Now if you were running a business in the 90s (like these guys), there was no need for orchestration in your spreadsheet. You, the business user, were the orchestrator. Your data came from many places – memos (later, emails), research (books, later pdfs), a filing cabinet (later, databases), phone calls (later, slack), meetings (later, zoom calls), and your own synthesis (later, chatGPT (just kidding)).

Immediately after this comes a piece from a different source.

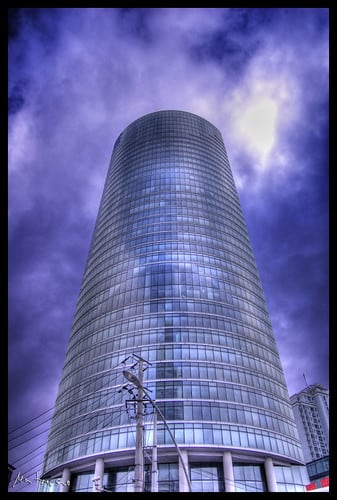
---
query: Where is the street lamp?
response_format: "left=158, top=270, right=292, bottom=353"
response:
left=123, top=370, right=192, bottom=492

Software could not contain these! We did not have the digital twins for these analog processes. In some ways, the spreadsheet was the perfect digital collection point for these physical artifacts.

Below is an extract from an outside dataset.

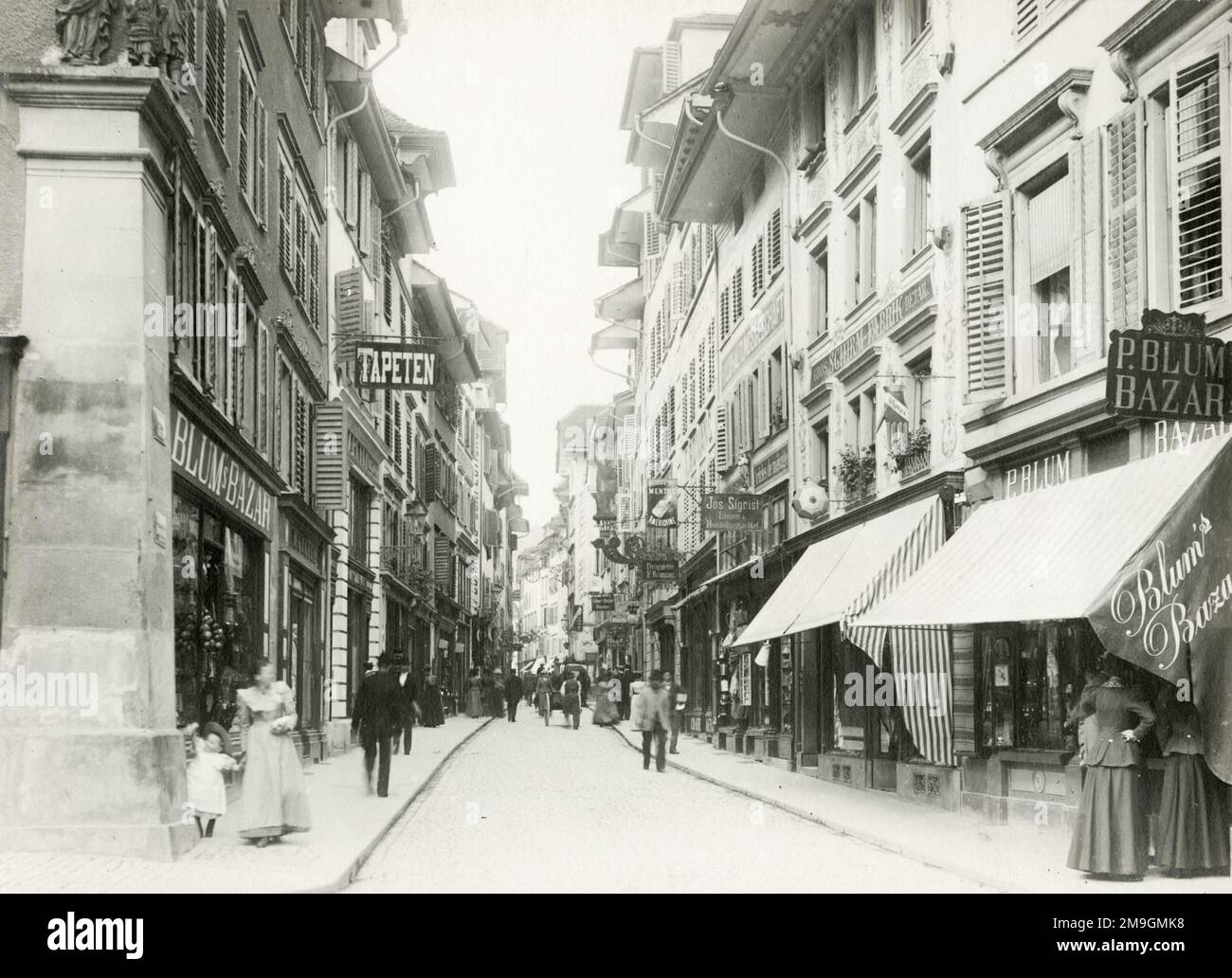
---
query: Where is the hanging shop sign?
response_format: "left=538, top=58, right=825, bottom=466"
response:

As each of these parts of our business decision making input processes transitioned to digital, our poor spreadsheet began to fall out of favor. We replaced memos with emails, phone calls with IM (via skype, if you are old enough to remember), and so on. And these digital processes began to produce loads of data. Every step produced an event that was stored in a database. The pace of change in the business environment increased in-kind. Our once per month spreadsheets orchestrated by humans were a bit too slow, processes produced too much data to be aggregated by humans. I fondly recall the launch of excel 2007, which included a new architecture and file format, so that we could process one million rows instead of only 65,536.

Unfortunately, the hardware at the time could not actually handle one million rows. Every single person using excel, unencumbered by 32bit row limits, ran into the hard limits of the Excel architecture and inevitably seeing a spinning, “waiting for excel” icon before crashing (hopefully you saved recently). Hilariously, Microsoft trained users to tolerate an absolutely terrible experience. Excel could do too much. What we needed to do was unbundle this tool, take it apart piece-by-piece, so that we could have good, delightful experiences for our business users. Users could still use spreadsheets for things, but we needed to shift the load bearing intelligence of our business decision making into better tools.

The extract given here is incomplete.